However, in certain cancers, the expression of necroptosis and its key targets is elevated. In pancreatic ductal adenocarcinoma, high levels of RIPK1, RIPK3, and MLKL are observed (Seifert et al., 2016; Wang W. et al., 2018; Ando et al., 2020). Knockout of RIPK3 or inhibition of RIPK1 can prevent the further development of KrasG12D-induced pancreatic ductal adenocarcinoma in mice (Seifert et al., 2016), and gemcitabine chemotherapy further increases the expression of RIPK1 and RIPK3 in cancer tissues. Elevated RIPK1 expression is also associated with poor prognosis in glioblastoma patients (Park et al., 2009), and high levels of phosphorylated MLKL correlate with poor prognosis and reduced overall survival in esophageal cancer patients (Liu et al., 2016). Additionally, studies have shown that RIPK1 expression is significantly elevated in human lung cancer samples and mouse lung tumor models, suggesting its role as a critical target in cancer induction (Wang et al., 2013). Recent research has found that dabrafenib, a drug used for treating melanoma, inhibits MLKL phosphorylation by disrupting the interaction between RIPK3 and MLKL (Li et al., 2014).

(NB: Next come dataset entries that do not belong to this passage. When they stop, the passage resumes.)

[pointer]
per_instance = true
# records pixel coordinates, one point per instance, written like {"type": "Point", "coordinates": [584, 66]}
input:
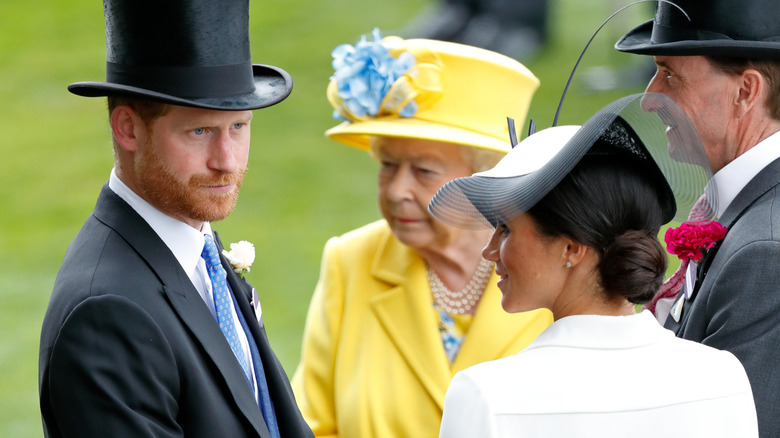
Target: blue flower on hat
{"type": "Point", "coordinates": [364, 76]}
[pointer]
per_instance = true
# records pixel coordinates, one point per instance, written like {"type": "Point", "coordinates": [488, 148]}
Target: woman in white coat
{"type": "Point", "coordinates": [576, 212]}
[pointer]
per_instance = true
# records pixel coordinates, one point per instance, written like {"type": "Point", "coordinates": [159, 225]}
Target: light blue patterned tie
{"type": "Point", "coordinates": [222, 304]}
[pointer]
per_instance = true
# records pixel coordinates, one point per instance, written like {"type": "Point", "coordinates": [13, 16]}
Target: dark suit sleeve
{"type": "Point", "coordinates": [743, 310]}
{"type": "Point", "coordinates": [112, 373]}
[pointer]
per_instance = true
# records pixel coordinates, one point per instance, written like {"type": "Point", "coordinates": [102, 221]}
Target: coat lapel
{"type": "Point", "coordinates": [405, 312]}
{"type": "Point", "coordinates": [765, 181]}
{"type": "Point", "coordinates": [288, 416]}
{"type": "Point", "coordinates": [181, 293]}
{"type": "Point", "coordinates": [493, 331]}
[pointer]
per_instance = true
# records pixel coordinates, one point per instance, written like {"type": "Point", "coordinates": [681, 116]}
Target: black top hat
{"type": "Point", "coordinates": [185, 52]}
{"type": "Point", "coordinates": [742, 29]}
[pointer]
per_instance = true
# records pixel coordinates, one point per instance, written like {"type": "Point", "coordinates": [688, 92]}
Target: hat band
{"type": "Point", "coordinates": [186, 82]}
{"type": "Point", "coordinates": [664, 34]}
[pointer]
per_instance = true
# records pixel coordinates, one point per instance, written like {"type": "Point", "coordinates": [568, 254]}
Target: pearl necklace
{"type": "Point", "coordinates": [463, 301]}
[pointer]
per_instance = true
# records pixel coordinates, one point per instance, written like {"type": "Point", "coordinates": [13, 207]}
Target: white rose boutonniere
{"type": "Point", "coordinates": [241, 256]}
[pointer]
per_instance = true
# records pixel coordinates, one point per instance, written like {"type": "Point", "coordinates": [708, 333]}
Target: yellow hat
{"type": "Point", "coordinates": [426, 89]}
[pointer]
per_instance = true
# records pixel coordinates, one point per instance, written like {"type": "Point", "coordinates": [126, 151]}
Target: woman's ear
{"type": "Point", "coordinates": [574, 252]}
{"type": "Point", "coordinates": [126, 127]}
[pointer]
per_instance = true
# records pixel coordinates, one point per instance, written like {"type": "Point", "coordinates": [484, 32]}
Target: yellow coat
{"type": "Point", "coordinates": [373, 364]}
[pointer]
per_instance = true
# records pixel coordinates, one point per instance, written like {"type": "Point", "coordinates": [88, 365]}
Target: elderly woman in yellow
{"type": "Point", "coordinates": [404, 303]}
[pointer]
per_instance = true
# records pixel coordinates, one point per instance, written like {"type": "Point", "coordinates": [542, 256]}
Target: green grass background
{"type": "Point", "coordinates": [55, 154]}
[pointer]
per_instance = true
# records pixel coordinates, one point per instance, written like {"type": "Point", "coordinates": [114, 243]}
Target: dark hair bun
{"type": "Point", "coordinates": [633, 267]}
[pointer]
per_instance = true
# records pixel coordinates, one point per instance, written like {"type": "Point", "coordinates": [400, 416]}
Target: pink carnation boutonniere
{"type": "Point", "coordinates": [690, 240]}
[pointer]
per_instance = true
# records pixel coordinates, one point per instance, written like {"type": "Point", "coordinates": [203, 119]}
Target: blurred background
{"type": "Point", "coordinates": [301, 188]}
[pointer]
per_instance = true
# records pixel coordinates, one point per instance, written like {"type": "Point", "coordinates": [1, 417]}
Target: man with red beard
{"type": "Point", "coordinates": [150, 330]}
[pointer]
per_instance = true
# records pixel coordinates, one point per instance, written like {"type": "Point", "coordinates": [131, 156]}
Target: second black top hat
{"type": "Point", "coordinates": [743, 29]}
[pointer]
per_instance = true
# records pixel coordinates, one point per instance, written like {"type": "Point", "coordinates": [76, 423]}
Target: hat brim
{"type": "Point", "coordinates": [639, 41]}
{"type": "Point", "coordinates": [663, 142]}
{"type": "Point", "coordinates": [358, 134]}
{"type": "Point", "coordinates": [272, 85]}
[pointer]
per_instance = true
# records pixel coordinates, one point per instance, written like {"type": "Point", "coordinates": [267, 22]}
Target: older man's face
{"type": "Point", "coordinates": [707, 95]}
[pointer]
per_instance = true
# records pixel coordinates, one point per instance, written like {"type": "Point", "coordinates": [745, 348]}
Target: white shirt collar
{"type": "Point", "coordinates": [602, 332]}
{"type": "Point", "coordinates": [737, 174]}
{"type": "Point", "coordinates": [185, 242]}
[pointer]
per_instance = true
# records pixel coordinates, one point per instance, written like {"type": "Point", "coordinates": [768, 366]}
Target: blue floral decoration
{"type": "Point", "coordinates": [364, 75]}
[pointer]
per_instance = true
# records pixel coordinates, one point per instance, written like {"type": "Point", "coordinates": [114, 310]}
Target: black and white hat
{"type": "Point", "coordinates": [648, 129]}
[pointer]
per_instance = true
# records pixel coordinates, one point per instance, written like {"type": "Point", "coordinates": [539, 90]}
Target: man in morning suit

11 Emerging therapeutic strategies and prognostic tools in pyroptosis-driven cancer treatment
Recent advances in cancer research have underscored the significance of pyroptosis-related gene (PRG) signatures as promising prognostic tools and biomarkers across various cancer types. For instance, in breast cancer, 4 PRGs (GPX4, GSDMD, GSDMC, and IL18) were found to predict survival outcomes and the immune landscape of the tumor. This signature was linked to immune cell infiltration and tumor progression, making it a valuable tool for assessing patient prognosis and guiding therapeutic decisions (Gong et al., 2022).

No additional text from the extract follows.